## 5.11.10

### A Recurrence Relation for the Abundancy Index

C. A Recurrence Relation for the Abundancy Index

Fix a prime p, and let k be a positive integer.

Write Sigma(p^k) = 1 + p + p^2 + ... + p^(k - 1) + p^k as:

Sigma(p^k) = (1 + p + p^2 + ... + p^(k - 1)) + p^k

Thus: Sigma(p^k) = Sigma(p^(k - 1)) + p^k

Consequently, F(p, k) = Sigma(p^k) satisfies the recurrence relation:

(!) F(k) = F(k - 1) + g(k)      (note: F(k) = F(p, k) -- we omit p because it is fixed)

where g(k) is the exponential function g(k) = p^k (where p is held constant).

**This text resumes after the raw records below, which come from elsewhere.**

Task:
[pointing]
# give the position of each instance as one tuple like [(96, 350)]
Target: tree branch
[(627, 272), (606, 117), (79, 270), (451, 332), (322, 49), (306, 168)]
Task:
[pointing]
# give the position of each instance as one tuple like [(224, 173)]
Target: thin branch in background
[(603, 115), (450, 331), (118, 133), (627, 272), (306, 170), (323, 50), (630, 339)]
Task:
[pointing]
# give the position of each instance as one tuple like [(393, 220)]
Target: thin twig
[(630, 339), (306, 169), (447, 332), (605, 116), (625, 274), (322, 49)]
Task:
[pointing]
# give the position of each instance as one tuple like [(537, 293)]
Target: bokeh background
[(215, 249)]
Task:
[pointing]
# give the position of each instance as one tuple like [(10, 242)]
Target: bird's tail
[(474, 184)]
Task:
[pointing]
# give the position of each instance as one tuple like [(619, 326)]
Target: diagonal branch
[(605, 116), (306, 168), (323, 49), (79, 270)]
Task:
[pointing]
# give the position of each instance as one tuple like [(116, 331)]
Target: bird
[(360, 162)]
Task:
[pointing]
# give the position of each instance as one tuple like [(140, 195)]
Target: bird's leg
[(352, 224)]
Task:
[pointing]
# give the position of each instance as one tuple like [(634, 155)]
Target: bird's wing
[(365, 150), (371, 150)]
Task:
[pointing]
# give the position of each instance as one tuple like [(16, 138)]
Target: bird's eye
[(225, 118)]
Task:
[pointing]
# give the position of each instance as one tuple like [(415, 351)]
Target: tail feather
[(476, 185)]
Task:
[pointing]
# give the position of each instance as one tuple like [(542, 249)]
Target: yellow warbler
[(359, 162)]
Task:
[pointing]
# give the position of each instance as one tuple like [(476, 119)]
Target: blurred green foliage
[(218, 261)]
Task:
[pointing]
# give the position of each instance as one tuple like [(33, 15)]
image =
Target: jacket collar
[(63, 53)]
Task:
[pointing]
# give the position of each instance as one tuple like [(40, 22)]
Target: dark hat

The recurrence relation for F gives rise to an equivalent recurrence relation for f:

We have: Sigma(p^k) = Sigma(p^(k - 1)) + p^k

Divide through by (p^k): I(p^k) = (1/p)I(p^(k - 1)) + 1

Multiply through by (p): p*I(p^k) = I(p^(k - 1)) + p

Thus, the resulting recurrence relation for f(p, k) = I(p^k) is given by:

(@) p*f(k) = f(k - 1) + p (note: f(k) = f(p, k) -- we omit p because
it is fixed)

Since I(1) = 1, for consistency in our recurrence equations, we can set:

f(0) = 1

With this initial seed, our recursion goes thus:

p*f(1) = f(0) + p = 1 + p
f(1) = (1 + p)/p = (1/p) + 1

p*f(2) = f(1) + p = (1 + p)/p + p = (1 + p + p^2)/p
f(2) = (1 + p + p^2)/p^2 = (1/p)^2 + (1/p) + 1

p*f(3) = f(2) + p = (1 + p + p^2)/p^2 + p
= (1 + p + p^2 + p^3)/p^2
f(3) = (1 + p + p^2 + p^3)/p^3
= (1/p)^3 + (1/p)^2 + (1/p) + 1
...
...
...

Thus, roughly we have:

f(p, k) = Big-OH((1/p)^k)

when p is fixed.

That is, the abundancy index is a (rational) NON-polynomial function of k for constant p.  [Please see comment #2.]

Indeed, we have the closed form:

I(p^k) = (p^(k + 1) - 1)/((p^k)(p - 1))

where of course you will be able to recognize the familiar formula:

Sigma(p^k) = (p^(k + 1) - 1)/(p - 1)

which is derived via finite geometric series.